From: Mathieu Desnoyers <mathieu.desnoyers@polymtl.ca>
To: Chris Friesen <cfriesen@nortel.com>
Cc: "Paul E. McKenney" <paulmck@linux.vnet.ibm.com>,
linux-kernel@vger.kernel.org
Subject: Re: [RFC] Userspace RCU: (ab)using futexes to save cpu cycles and energy
Date: Wed, 23 Sep 2009 18:32:04 -0400 [thread overview]
Message-ID: <20090923223204.GA2921@Krystal> (raw)

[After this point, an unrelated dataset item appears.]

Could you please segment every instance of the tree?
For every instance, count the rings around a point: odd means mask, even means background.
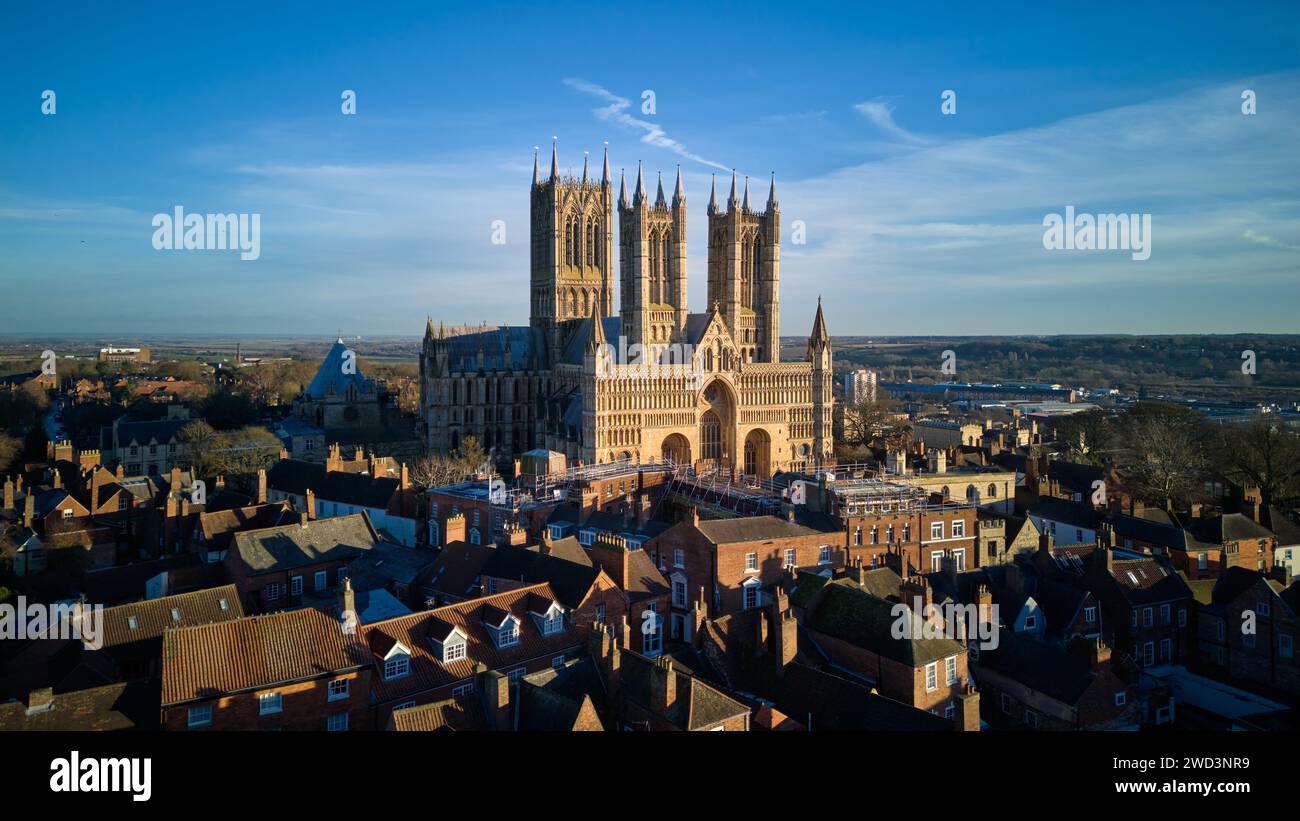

In-Reply-To: <20090923190337.GA16983@Krystal>
* Mathieu Desnoyers (mathieu.desnoyers@polymtl.ca) wrote:
> * Chris Friesen (cfriesen@nortel.com) wrote:
> > On 09/23/2009 11:48 AM, Mathieu Desnoyers wrote:
> >
> > > Here are the primitives I've created. I'd like to have feedback on my
> > > futex use, just to make sure I did not do any incorrect assumptions.
> >
> > > /*
> > > * Wake-up any waiting defer thread. Called from many concurrent threads.
> > > */
> > > static void wake_up_defer(void)
> > > {
> > > if (unlikely(atomic_read(&defer_thread_futex) == -1))
> > > atomic_set(&defer_thread_futex, 0);
> > > futex(&defer_thread_futex, FUTEX_WAKE,
> > > 0, NULL, NULL, 0);
> > > }
> >
> > Is it a problem if multiple threads all hit the defer_thread_futex==-1
> > case simultaneously?
>
> It should not be, since what we'll have is, e.g.:
>
> thread 1 calls wakeup
> thread 2 calls wakeup
> thread 3 calls wait
>
> (thread 3 is waiting on the futex, defer_thread_futex = -1)
> - thread 1 sees defer_thread_futex==-1
> - thread 2 sees defer_thread_futex==-1
> - thread 1 sets defer_thread_futex = 0
> - thread 2 sets defer_thread_futex = 0
> - thread 1 calls futex() to wake up the waiter, expect 0
> - thread 2 calls futex() to wake up the waiter, expect 0
>
> Basically, what happens in this scenario is that the first futex()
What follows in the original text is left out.